While Google Inc. (NASDAQ:GOOG) and Yahoo! Inc. (NASDAQ:YHOO) made major acquisitions of smaller tech companies last quarter, Apple Inc. (NASDAQ:AAPL) outspent them all on the biggest deal in the tech industry by buying back its own shares.
The company snatched up 36 million shares during the period, even though it was scheduled to repurchase 10 million. This means the tech giant made good on the $50 billion buyback program it announced in April.
"The company spent $16 billion last quarter ($4 billion in cash, $12 billion through the so-called accelerated share repurchase program) to purchase 36 million of its own shares at an average price of just over $444," said Philip Elmer-DeWitt with Fortune. With that kind of cash, he said, Apple has the power to completely buy telecom competitors like Nokia Corporation (ADR) (NYSE:NOK) or BlackBerry Ltd. (NASDAQ:BBRY).

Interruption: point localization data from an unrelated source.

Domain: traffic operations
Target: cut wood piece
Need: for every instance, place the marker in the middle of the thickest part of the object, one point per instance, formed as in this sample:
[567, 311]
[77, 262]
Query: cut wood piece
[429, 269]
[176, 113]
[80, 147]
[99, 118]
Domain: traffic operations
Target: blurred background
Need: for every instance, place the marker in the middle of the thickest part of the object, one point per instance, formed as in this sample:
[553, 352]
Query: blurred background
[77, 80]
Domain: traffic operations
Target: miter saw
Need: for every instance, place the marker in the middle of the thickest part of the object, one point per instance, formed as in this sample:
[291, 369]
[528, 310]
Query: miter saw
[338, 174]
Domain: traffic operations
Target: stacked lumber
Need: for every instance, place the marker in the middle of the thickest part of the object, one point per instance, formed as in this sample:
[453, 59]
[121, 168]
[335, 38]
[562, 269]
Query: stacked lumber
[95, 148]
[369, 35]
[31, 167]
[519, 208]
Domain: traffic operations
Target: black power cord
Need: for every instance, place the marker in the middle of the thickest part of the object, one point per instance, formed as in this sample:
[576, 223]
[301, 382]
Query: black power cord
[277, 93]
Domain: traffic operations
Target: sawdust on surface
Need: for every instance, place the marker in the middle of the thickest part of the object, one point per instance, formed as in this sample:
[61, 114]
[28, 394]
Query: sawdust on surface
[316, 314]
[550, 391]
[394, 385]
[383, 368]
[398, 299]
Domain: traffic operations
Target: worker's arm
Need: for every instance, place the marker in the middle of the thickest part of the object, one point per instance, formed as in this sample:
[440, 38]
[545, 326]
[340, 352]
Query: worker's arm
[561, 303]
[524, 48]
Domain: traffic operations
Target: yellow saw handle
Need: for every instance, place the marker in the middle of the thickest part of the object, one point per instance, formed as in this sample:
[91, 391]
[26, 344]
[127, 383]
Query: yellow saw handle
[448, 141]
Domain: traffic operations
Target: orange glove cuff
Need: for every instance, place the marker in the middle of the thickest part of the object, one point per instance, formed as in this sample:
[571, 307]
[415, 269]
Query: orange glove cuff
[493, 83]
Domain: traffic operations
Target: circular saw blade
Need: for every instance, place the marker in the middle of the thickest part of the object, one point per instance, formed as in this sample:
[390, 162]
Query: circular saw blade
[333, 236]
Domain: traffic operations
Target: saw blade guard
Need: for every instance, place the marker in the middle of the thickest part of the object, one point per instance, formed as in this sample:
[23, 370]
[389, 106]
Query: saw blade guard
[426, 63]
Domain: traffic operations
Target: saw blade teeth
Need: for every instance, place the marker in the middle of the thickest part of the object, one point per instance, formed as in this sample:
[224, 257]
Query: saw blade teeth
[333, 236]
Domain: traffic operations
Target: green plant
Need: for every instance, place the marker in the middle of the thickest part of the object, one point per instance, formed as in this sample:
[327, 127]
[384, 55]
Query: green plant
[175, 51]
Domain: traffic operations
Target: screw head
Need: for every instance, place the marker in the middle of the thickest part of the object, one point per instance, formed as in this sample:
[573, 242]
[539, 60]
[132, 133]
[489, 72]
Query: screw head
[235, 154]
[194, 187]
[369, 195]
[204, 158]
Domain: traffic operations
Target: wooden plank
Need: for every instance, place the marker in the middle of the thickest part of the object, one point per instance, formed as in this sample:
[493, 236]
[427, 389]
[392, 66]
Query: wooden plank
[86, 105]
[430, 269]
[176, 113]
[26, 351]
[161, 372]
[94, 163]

In its filing, Apple said about 22 million of the newly repurchased shares were retired during the quarter, leaving Apple with 908 million shares outstanding. They plan to retire the rest during the current quarter.
This week the company released its quarterly financial earnings, reporting $35.3 billion in revenue, $6.9 billion in net profit and earnings of $7.47 per share.